| |
|
| |
|
| |
|
| |
Our interpretation of cholinergic function as a rate modulator within the cortico-hippocampal model has several implications. For example, we expect that if lowering hippocampal learning rates retards learning, increasing learning rates may speed up behavioral learning, consistent with data showing that drugs which enhance the effects of acetylcholine called cholinergic agonists can improve learning in subjects with abnormally reduced levels of brain acetylcholine. This is an area of great interest in the study of age-related memory deficits because it is commonly found that the levels of cholinergic input to the hippocampus from the medial septum decrease with age, both in patients with Alzheimers Dementia as well as in normal aged individuals.
Because cholinergic enhancement appears to offset some memory deficits in aging, some people have hoped that these same drugs, if given to people or animals with normal learning and memory abilities, might produce supernormal learning. Experimental studies with normal humans, however, have failed to see a supernormal behavioral enhancement effect from these cholinergic enhancement drugs. Why should these drugs enhance learning in people with depressed cholinergic function, but not normal people? An insight into this problem can be gained from the theoretical dose-response curves in our model. Increasing hippocampal learning rates beyond some optimal level in the model results in degraded learning because the network becomes unstable when the changes at the node-to-node associations occur too quickly. As illustrated in Figure 14 with both actual and simulated dose-response curves in monkeys for a cholinergic agonist, physostygmine, our model provides a computational interpretation of a common, but often puzzling, empirical finding: While cholinergic agonists at moderate doses tend to improve learning, higher doses may result in either no facilitation or an impairment in learning.
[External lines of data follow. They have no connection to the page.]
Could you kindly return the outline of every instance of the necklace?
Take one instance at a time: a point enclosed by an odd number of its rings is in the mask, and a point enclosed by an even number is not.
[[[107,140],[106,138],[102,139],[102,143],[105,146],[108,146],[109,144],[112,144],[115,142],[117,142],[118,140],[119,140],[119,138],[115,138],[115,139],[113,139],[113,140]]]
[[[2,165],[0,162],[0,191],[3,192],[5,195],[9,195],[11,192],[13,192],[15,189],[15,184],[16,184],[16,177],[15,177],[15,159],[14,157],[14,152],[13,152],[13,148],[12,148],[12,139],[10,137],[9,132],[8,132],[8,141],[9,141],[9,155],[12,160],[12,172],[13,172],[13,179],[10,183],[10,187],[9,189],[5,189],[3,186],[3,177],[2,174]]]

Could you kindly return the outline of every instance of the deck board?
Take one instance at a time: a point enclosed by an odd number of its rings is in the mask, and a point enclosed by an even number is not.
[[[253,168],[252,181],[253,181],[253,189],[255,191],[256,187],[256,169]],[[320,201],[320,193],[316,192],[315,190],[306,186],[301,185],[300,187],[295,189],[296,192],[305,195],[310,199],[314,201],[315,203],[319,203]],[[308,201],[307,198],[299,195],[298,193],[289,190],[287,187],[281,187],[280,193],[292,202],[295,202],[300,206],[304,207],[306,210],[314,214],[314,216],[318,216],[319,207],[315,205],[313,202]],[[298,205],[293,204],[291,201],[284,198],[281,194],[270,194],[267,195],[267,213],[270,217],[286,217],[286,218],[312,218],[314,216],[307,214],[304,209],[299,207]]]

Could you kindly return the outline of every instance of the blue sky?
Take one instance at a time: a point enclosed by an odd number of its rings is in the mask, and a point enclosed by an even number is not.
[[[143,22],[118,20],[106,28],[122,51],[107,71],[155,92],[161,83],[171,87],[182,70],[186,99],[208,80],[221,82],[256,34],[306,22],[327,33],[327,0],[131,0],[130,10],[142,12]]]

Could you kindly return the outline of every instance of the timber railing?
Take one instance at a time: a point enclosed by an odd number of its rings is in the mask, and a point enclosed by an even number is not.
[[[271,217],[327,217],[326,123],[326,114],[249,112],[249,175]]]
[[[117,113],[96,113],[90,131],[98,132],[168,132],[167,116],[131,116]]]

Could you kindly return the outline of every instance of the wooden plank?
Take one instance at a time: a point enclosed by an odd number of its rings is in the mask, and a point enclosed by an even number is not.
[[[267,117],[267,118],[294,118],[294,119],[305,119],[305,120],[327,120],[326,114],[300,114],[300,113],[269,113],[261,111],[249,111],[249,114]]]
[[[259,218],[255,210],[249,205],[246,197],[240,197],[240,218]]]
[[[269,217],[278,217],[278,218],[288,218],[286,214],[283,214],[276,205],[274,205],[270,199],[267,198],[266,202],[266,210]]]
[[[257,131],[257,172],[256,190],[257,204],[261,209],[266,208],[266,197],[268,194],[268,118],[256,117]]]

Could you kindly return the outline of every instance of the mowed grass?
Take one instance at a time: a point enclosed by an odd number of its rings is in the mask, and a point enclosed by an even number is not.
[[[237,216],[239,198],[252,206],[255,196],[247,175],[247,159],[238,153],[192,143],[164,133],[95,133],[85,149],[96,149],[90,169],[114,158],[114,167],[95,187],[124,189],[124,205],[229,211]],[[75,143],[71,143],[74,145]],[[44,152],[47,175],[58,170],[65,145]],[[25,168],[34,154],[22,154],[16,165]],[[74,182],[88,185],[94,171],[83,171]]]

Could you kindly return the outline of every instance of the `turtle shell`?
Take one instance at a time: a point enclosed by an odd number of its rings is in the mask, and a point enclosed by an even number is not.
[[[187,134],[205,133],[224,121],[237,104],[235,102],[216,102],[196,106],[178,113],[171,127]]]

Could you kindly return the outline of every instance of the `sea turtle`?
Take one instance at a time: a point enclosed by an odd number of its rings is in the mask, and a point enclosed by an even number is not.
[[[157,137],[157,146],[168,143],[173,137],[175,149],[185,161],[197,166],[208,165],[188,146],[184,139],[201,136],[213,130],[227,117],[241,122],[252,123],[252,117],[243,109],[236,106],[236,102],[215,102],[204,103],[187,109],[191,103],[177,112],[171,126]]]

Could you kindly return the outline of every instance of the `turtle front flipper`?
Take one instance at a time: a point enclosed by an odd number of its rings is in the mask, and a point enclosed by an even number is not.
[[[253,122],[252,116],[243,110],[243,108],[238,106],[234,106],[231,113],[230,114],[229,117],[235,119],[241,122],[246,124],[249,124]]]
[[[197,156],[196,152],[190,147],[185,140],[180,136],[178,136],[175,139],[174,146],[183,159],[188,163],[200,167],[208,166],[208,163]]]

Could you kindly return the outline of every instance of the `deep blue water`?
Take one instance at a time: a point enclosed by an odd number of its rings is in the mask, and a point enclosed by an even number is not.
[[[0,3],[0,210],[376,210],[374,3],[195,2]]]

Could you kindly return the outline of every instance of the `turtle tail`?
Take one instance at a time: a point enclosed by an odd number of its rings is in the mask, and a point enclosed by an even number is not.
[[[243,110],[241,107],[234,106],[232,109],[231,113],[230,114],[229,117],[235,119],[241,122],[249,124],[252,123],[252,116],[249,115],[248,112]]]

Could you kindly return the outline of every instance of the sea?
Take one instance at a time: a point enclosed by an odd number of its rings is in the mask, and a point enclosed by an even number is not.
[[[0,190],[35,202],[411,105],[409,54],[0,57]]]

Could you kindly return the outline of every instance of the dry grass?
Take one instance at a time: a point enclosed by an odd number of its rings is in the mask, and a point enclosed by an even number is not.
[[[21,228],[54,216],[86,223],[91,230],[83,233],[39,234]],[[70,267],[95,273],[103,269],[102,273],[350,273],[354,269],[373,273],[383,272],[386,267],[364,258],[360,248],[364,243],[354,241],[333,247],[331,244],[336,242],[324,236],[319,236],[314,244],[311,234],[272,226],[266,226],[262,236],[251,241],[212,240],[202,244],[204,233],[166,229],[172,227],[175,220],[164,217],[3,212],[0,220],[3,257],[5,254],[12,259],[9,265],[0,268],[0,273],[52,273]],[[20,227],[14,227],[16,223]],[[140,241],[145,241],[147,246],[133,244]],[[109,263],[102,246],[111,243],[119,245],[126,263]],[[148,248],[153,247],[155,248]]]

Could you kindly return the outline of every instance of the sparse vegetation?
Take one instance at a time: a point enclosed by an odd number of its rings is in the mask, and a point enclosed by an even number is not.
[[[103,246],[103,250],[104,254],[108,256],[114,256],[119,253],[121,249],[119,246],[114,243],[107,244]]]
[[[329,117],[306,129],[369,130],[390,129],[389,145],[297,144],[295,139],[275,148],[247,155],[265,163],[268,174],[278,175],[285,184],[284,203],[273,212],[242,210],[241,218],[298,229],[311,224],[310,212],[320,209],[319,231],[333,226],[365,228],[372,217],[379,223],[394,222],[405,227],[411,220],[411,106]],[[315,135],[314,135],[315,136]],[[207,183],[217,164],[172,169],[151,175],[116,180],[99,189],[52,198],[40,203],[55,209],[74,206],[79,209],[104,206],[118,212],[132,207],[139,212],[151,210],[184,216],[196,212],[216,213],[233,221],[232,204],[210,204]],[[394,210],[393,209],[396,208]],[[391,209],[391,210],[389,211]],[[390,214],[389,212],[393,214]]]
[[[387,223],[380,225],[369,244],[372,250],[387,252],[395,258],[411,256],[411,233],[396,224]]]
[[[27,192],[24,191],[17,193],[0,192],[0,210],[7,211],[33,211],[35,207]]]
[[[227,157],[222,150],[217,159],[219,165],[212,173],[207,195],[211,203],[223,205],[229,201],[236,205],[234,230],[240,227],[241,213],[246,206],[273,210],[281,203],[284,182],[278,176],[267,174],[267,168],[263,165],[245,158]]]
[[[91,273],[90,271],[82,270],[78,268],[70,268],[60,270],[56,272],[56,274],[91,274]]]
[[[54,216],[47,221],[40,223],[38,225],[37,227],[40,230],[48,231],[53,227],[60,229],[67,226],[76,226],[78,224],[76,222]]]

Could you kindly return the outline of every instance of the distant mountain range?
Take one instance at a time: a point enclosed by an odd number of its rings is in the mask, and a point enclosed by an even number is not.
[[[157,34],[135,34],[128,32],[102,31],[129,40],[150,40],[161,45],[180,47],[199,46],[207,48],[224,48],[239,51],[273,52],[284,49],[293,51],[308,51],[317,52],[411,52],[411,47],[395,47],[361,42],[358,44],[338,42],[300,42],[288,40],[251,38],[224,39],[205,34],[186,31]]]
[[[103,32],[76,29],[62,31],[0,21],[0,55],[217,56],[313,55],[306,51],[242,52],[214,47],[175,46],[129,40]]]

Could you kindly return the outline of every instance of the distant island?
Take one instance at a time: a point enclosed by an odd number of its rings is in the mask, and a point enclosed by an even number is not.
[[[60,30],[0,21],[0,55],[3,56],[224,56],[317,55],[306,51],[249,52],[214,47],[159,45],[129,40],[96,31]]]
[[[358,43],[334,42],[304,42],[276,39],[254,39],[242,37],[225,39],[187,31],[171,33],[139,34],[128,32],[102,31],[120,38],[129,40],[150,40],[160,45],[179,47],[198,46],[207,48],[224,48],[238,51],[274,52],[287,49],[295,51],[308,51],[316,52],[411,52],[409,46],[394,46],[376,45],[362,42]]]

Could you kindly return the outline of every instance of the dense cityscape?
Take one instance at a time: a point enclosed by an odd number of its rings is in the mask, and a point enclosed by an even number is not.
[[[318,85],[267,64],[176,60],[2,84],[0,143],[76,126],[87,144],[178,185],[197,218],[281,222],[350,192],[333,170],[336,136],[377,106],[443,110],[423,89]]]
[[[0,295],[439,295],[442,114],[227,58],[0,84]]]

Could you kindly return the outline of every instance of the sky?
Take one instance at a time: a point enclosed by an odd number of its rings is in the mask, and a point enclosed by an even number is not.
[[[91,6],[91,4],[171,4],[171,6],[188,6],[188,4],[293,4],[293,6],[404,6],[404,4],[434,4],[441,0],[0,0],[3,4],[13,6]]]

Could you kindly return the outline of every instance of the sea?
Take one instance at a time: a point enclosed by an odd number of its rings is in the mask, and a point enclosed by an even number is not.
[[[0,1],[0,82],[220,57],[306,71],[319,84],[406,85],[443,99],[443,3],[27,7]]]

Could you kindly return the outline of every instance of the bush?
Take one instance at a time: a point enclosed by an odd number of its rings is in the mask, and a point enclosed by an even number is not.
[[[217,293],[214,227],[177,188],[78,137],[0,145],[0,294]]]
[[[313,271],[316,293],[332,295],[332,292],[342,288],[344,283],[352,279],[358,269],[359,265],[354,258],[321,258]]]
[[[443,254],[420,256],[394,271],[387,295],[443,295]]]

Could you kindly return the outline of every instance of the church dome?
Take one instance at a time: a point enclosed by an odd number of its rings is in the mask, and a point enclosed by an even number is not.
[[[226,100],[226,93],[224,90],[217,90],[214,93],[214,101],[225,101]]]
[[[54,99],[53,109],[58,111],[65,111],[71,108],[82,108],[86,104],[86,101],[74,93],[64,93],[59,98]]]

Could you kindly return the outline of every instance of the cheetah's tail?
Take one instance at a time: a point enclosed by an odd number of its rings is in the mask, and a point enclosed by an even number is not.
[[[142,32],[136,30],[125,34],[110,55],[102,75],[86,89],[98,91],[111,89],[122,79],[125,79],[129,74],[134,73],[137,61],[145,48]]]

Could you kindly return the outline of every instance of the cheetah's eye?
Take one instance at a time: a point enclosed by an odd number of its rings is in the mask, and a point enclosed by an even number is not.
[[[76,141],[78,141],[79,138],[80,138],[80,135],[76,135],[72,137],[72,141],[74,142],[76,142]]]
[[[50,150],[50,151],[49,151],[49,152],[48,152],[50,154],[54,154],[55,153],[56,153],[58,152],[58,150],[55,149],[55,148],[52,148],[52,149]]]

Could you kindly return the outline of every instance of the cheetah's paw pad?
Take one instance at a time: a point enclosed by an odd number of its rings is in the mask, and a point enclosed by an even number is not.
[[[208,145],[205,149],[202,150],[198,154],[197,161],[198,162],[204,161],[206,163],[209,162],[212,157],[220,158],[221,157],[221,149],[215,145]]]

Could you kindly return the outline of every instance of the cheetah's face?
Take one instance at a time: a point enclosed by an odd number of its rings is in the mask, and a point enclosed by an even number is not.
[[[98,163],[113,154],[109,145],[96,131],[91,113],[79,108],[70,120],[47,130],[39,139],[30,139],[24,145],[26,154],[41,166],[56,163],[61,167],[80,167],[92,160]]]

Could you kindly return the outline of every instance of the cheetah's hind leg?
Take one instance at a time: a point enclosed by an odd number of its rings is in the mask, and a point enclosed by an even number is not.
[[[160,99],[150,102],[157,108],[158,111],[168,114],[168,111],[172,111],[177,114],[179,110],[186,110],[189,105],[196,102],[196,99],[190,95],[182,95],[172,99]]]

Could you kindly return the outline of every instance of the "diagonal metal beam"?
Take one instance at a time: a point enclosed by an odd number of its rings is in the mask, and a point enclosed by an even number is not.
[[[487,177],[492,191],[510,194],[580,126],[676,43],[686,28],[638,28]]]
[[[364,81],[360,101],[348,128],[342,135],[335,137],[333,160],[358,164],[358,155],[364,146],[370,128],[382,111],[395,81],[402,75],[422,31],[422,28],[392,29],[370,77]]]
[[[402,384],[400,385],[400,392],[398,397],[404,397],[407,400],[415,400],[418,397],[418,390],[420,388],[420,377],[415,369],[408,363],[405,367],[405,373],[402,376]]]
As we noted earlier, loss of cholinergic inputs to the hippocampus is a key aspect of Alzheimers Dementia, and also the target for all of the Alzheimer Dementia drugs currently available. However, Alzheimers Dementia also involves the direct destruction of neuronal connections in the hippocampus and entorhinal cortex, resulting in a marked loss of volume in these brain regions. Our ongoing efforts aim at using our theories and behavioral tasks to detect and predict the onset of Alzheimers Dementia.